5 stars: I give five stars to stories that do things I can’t do. There’s a lot of things I can’t do, so I give these out a lot. I greatly admire the writer who makes a story laugh-out-loud funny, or end with a clever twist, or develop into a unique scenario. Such admiration supersedes any other gripes, so even if a surprisingly smart story has grammatical problems, or ends with a sickening plea for followers, I’ll still give it a 5.

I know. Getting a bad review for anything can hurt. I know that. So here’s my ironic solution: don’t read ’em. Have fun writing, make good stories, and if that isn’t reward enough for you, the fans and followers you’re hoping for will still show up eventually. But you have to trust that your work will speak for itself. We can’t all be PewDiePie – and by God, what a horrible world it would be if we were – so you really shouldn’t waste your energy putting brand before production.
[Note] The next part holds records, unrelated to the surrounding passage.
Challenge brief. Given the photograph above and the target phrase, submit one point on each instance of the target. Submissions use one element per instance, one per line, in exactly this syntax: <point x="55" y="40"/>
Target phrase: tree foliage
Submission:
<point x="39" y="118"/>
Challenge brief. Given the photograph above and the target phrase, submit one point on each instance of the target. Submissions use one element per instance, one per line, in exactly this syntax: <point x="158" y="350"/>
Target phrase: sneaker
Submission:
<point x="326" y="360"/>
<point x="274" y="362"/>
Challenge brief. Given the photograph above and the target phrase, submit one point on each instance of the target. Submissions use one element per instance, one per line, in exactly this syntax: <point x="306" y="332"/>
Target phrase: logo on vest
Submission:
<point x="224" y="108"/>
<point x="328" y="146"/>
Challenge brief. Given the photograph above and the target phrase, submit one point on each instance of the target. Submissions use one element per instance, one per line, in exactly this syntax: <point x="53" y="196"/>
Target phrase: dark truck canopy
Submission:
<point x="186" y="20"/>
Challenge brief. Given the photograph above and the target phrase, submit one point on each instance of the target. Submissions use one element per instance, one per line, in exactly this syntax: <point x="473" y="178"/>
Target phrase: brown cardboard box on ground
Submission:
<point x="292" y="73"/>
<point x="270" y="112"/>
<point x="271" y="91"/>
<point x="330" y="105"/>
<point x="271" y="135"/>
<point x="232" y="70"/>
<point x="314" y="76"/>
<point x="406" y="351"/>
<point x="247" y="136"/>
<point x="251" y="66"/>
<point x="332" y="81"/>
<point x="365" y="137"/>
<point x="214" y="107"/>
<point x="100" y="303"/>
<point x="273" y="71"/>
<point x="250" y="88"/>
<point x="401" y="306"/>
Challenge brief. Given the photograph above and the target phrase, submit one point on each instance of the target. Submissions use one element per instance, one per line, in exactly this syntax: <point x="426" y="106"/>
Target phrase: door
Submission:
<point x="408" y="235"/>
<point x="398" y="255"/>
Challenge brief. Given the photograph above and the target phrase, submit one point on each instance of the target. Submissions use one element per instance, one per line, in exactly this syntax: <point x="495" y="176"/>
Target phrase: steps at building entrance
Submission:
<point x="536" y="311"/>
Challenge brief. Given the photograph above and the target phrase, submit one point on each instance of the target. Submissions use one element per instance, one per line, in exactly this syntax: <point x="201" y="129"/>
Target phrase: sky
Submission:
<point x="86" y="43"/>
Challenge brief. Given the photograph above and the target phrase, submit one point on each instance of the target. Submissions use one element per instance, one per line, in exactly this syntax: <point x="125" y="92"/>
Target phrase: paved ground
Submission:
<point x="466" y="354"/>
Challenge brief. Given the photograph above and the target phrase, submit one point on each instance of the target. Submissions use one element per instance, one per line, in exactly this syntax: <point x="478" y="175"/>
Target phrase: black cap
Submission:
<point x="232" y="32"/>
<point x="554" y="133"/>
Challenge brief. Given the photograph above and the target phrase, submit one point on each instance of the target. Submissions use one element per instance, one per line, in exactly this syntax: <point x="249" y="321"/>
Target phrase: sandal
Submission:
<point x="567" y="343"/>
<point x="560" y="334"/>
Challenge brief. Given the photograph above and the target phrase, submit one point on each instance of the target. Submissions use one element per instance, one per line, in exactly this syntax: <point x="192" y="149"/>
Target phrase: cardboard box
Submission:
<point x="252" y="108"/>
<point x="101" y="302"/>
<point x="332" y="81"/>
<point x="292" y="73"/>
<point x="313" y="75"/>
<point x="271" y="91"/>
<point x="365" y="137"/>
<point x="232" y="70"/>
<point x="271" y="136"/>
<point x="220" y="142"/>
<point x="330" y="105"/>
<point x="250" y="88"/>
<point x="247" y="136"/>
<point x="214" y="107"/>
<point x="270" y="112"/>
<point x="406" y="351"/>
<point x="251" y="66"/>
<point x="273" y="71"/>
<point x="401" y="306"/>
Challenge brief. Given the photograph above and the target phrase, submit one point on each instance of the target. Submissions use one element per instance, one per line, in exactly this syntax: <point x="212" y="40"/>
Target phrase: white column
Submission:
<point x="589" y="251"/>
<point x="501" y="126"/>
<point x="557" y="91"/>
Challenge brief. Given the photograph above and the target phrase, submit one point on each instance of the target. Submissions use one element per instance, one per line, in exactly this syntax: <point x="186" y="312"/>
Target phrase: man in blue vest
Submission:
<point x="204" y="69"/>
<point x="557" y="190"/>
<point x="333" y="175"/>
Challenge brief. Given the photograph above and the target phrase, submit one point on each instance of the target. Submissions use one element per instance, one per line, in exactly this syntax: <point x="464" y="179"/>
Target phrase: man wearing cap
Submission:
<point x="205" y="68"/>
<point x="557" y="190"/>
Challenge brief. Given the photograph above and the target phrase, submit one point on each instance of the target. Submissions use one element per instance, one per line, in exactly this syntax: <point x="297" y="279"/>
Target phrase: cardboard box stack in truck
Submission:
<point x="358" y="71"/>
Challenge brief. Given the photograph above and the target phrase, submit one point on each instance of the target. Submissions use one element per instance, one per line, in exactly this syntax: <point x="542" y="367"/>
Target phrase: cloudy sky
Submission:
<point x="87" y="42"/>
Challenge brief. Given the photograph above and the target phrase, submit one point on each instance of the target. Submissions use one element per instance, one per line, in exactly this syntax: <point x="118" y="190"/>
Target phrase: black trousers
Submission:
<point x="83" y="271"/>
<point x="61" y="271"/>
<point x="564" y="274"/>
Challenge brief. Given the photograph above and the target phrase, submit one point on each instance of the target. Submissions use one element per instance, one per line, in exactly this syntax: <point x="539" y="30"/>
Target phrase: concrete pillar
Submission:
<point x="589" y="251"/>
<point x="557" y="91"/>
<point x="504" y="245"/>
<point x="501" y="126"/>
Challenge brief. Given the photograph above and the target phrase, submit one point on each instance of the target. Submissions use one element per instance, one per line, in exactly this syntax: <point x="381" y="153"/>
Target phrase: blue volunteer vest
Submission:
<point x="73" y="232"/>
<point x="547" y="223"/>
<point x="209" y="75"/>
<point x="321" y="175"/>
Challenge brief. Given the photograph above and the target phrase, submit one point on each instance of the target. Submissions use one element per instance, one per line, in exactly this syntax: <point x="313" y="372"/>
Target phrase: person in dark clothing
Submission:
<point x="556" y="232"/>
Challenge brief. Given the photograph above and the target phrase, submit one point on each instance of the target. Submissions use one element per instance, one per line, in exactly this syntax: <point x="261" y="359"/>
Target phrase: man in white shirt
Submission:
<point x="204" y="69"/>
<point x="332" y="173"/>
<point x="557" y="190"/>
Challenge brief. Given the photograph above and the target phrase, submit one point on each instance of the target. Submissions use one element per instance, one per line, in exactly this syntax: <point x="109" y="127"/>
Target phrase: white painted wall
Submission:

That being said, I still believe in speaking one’s mind. The world – and that includes me – still has to speak up about what it likes and what it doesn’t, so I’m going to keep putting up my reviews. You don’t have to agree with them. You don’t even have to look at them. I don’t mind. After all, my true philosophy is that we should really just be happy doing what we love to do.

Inkvite is Still the Best Place for Writers

In an earlier post, I was too hard on the app Inkvite for the aims and goals of some of its users. I don’t think I was clear enough in my meaning, and I want to apologize.

Inkvite is still the best app for creative writing you can find. There’s no contest.

My issue is that I’m a crotchety old thirty-something who didn’t grow up with internet communities like YouTube and Facebook, and I never placed any value on likes and followers and subscribers. This Gen-Y/Millennial crowd, whatever you want to call them, has grown up in a different world, and that’s not really anyone’s fault.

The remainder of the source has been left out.